In these material, common-sense days, we are wont to smile the superior smile at the dark superstitions and deplorable ignorance of our forefathers; yet life is much the same now as then, the devil goeth up and down in the world, spirits, daemons, and the thousand powers of darkness abide with us still, though to-day they go by different names, for there is no man in this smug, complacent age of ours, but carries within him a power of evil greater or less, according to his intellect. Scratch off the social veneer, lift but a corner of the very decent cloak of our civilization, and behold! there stands the Primal Man in all his old, wild savagery, and with the devil leering upon his shoulder. Indeed, to-day as surely as in the dim past, we are all possessed of a devil great or small, weaker or stronger as the case may be; a daemon which, though he sometimes seems to slumber, is yet watchful and ever ready to spring up and possess us, to the undoing of ourselves and others.

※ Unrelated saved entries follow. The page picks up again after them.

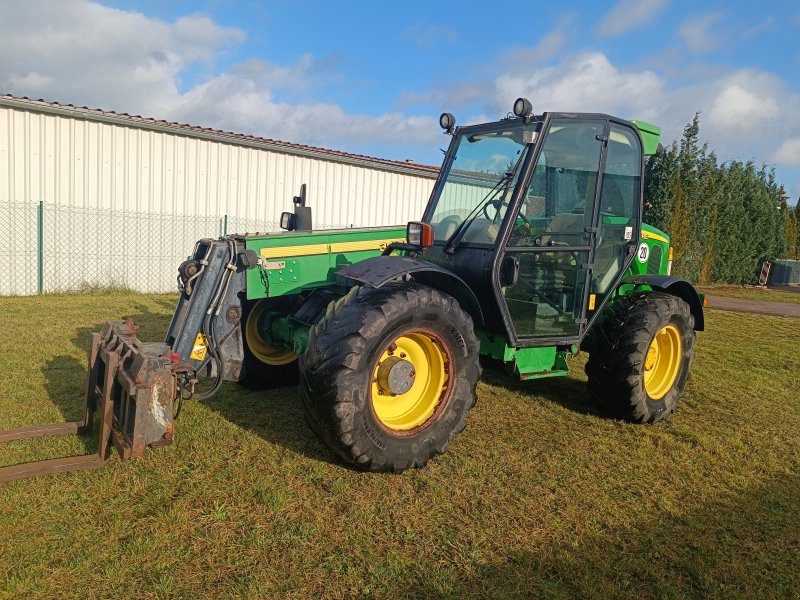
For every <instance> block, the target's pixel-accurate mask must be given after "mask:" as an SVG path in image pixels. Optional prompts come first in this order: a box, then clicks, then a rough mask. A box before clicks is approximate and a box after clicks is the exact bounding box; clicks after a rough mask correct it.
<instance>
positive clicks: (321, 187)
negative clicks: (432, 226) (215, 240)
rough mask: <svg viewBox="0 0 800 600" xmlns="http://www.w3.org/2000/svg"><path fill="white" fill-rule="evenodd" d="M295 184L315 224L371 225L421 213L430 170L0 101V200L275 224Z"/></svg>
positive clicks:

Thus, as I followed my companion through the wood, I was conscious of a Daemon that ran beside me, leaping and gambolling at my elbow, though I kept my eyes straight before me. Anon, his clutching fingers were upon my arm, and fain I would have shaken him off, but could not; while, as I watched the swing and grace of the lithe, feminine body before me, from the little foot to the crowning glory of her hair, she seemed a thousand times more beautiful than I had supposed. And I had saved her tonight—from what? There had been the fear of worse than death in her eyes when that step had sounded outside her chamber door. Hereupon, as I walked, I began to recall much that I had read in the old romances of the gratitude of rescued ladies.

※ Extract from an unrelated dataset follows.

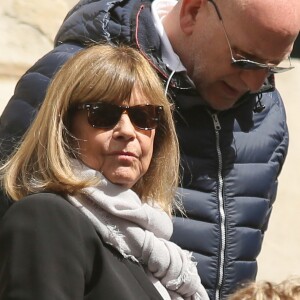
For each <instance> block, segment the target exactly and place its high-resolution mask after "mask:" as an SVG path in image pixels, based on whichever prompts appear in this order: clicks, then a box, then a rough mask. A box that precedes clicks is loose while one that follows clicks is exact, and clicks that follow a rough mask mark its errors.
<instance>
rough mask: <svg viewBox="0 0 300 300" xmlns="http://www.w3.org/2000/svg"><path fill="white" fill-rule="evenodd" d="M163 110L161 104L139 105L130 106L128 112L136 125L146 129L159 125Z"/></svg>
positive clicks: (133, 123) (133, 121)
mask: <svg viewBox="0 0 300 300" xmlns="http://www.w3.org/2000/svg"><path fill="white" fill-rule="evenodd" d="M161 111H162V107H161V106H154V105H141V106H138V105H137V106H132V107H130V108H129V109H128V114H129V117H130V120H131V121H132V123H133V124H134V125H135V126H137V127H139V128H141V129H144V130H151V129H154V128H156V127H157V125H158V123H159V115H160V112H161Z"/></svg>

"Truly," said I to myself, "in olden days a lady well knew how to reward her rescuer!"
"Woman is woman—the same to-day as then—try her, try her!" chuckled the Daemon. And now, as I looked more fully at this Daemon, he seemed no daemon at all, but rather, a jovial companion who nodded, and winked, and nudged me slyly with his elbow. "What are pretty faces for but to be admired?" said he in my ear; "what are slender waists for but to be pressed; and as for a kiss or two in a dark wood, with no one to spy—they like it, you dog, they like it!"
So we traversed the alleys of the wood, now in shadow, now in moonlight, the Lady, the Daemon, and I, and always the perfume of hidden flowers seemed sweeter and stronger, the gleam of her hair and the sway of her body the more alluring, and always the voice at my ear whispered: "Try her, you dog, try her."
At last, being come to a broad, grassy glade, the lady paused, and, standing in the full radiance of the dying moon, looked up at me with a smile on her red lips.
"They can never find us now!" she said.
"No, they can never find us now," I repeated, while the Daemon at my elbow chuckled again.
"And—oh, sir! I can never, never thank you," she began.
"Don't," said I, not looking at her; "don't thank me till—we are out of the wood."